The bill would have delayed by another two years to 2019 the Volcker Rule which limits banks’ ability to engage in more risky hedge fund and private equity fund investments and bars proprietary trading, a practice wherein banks trade for their own profit. Democrats’ defeat of the fast-track vote–a procedure used to expedite non-controversial bills that requires a two-thirds majority for passage–stakes out a decidedly anti-Wall Street position designed to appeal to the more progressive, populist wing of the Democratic Party led by Sen. Elizabeth Warren (D-MA).

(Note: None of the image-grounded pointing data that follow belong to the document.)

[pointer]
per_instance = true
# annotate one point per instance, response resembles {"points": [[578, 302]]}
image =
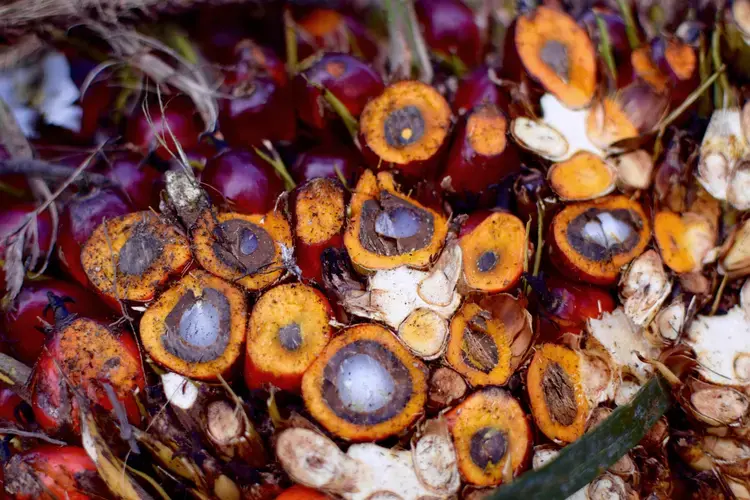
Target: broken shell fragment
{"points": [[557, 394], [197, 327], [493, 253], [593, 240], [492, 437], [723, 146], [584, 176], [558, 54], [684, 240], [288, 328], [387, 229], [249, 250], [315, 461], [131, 256], [644, 287], [365, 385], [393, 295], [489, 338], [405, 127]]}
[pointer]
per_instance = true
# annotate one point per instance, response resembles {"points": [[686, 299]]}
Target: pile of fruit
{"points": [[376, 250]]}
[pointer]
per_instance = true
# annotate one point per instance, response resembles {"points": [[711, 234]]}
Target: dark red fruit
{"points": [[346, 77], [81, 215], [450, 30], [140, 182], [47, 472], [177, 121], [242, 181], [259, 109], [331, 31], [329, 160], [25, 321], [477, 88], [12, 218]]}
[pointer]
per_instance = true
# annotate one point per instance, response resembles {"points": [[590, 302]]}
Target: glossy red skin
{"points": [[28, 315], [472, 172], [55, 407], [365, 46], [575, 303], [12, 218], [327, 160], [260, 110], [449, 28], [179, 119], [57, 468], [357, 84], [139, 181], [13, 408], [81, 215], [243, 181], [476, 88]]}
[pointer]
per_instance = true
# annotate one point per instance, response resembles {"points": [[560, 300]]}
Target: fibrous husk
{"points": [[722, 344], [644, 287], [368, 471]]}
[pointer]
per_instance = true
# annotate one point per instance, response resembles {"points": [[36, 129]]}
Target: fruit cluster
{"points": [[287, 251]]}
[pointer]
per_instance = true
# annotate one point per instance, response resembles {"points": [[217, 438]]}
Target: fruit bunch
{"points": [[418, 249]]}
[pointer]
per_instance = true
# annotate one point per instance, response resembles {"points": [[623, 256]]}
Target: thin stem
{"points": [[630, 29], [277, 165], [605, 48]]}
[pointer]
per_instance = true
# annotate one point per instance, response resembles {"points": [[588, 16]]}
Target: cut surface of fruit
{"points": [[365, 386], [387, 229], [130, 257], [288, 329], [405, 126], [492, 437], [593, 240], [246, 249], [558, 54], [197, 327], [556, 393]]}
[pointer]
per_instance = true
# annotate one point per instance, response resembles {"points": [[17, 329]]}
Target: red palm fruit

The Democrats’ reversal on the bill’s provisions is striking. As the Huffington Post notes, “Democrats approved a previous two-year delay of the same Volcker Rule provision last spring, pushing it to 2017, and dozens of House Democrats spent much of 2013 and 2014 lining up to support bill after bill that dealt blows to the party’s second-biggest policy achievement of the Obama era [Dodd-Frank].”
The bill, which was introduced by Rep. Michael Fitzpatrick (R-PA), is officially known as the Promoting Job Creation and Reducing Small Business Burdens Act.